Tahap operasional formal adalah periode terakhir perkembangan kognitif dalam teori Piaget.
Tahap ini mulai dialami anak dalam usia sebelas tahun (saat pubertas) dan terus berlanjut
sampai dewasa. Karakteristik tahap ini adalah diperolehnya kemampuan untuk berpikir secara
abstrak, menalar secara logis, dan menarik kesimpulan dari informasi yang tersedia. Dalam
tahapan ini, seseorang dapat memahami hal-hal seperti cinta, bukti logis, dan nilai. Ia tidak
melihat segala sesuatu hanya dalam bentuk hitam dan putih, namun ada "gradasi abu-abu" di
antaranya. Dilihat dari faktor biologis, tahapan ini muncul saat pubertas (saat terjadi berbagai
perubahan besar lainnya), menandai masuknya ke dunia dewasa secara fisiologis,
kognitif, penalaran moral, perkembangan psikoseksual, dan perkembangan sosial. Beberapa
orang tidak sepenuhnya mencapai perkembangan sampai tahap ini, sehingga ia tidak mempunyai
keterampilan berpikir sebagai seorang dewasa dan tetap menggunakan penalaran dari tahap
operasional konkrit

 Pendekatan pemrosesan informasi

Berfokus pada berbagai proses yang terlibat dalam persepsi,pembelajaran, ingatan dan
pemecahan masalah.

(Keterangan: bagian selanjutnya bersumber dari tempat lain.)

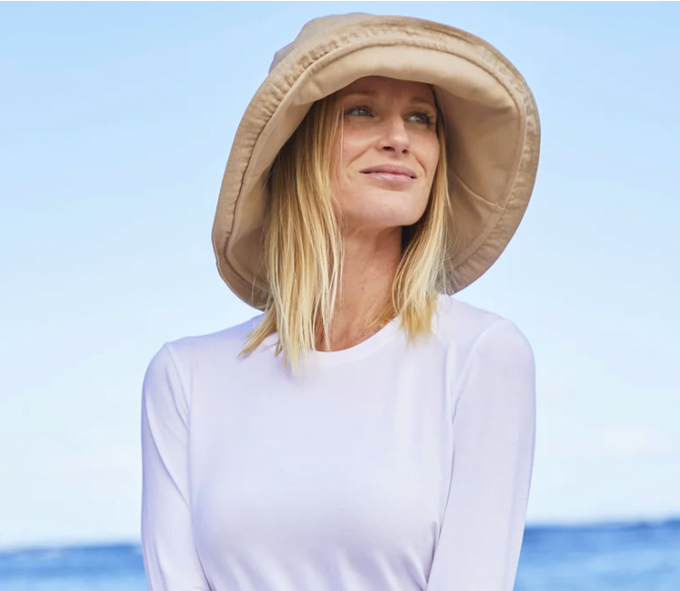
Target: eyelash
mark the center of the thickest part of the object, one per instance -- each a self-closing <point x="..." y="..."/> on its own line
<point x="428" y="118"/>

Pendekatan ini mencoba untuk menemukan apa yang dilakukan oleh orang
dengan informasi, sejak saat mereka berhadapan dengan informasi yang mereka
menggunakannya. Penelitian mengenai pemrosesan informasi menggunakan mtode-metode baru
untuk menguji berbagi ide tentang perkembangan kognitif yang muncul dari pendekaan-
pendekatan sebelumnya. Contohnya, penelitian pemrosesan informasi menganalisis berbagai
bagian terpisah dari suatu tugas yang rumit, seperti tugas pencarian objek piaget untuk mencari
kemampuan-kemampuan apa saja yang dibutuhkan bagi setiap tugas dan pada usia berapa
kemampuan ini berkembang.

 Pendekatan neurosains kognitif

Pendekatan untuk mempelajari perkembangan kognitif ynag mengaitkan proses otak dengan
proses kognitif.

 Pendekatan sosial kontekstual

Pendekatan untuk mempelajari perkembangan kognitif dengan berfokus pada pengaruh


lingkungan khususnya orang tua dan pengasuh lainnya.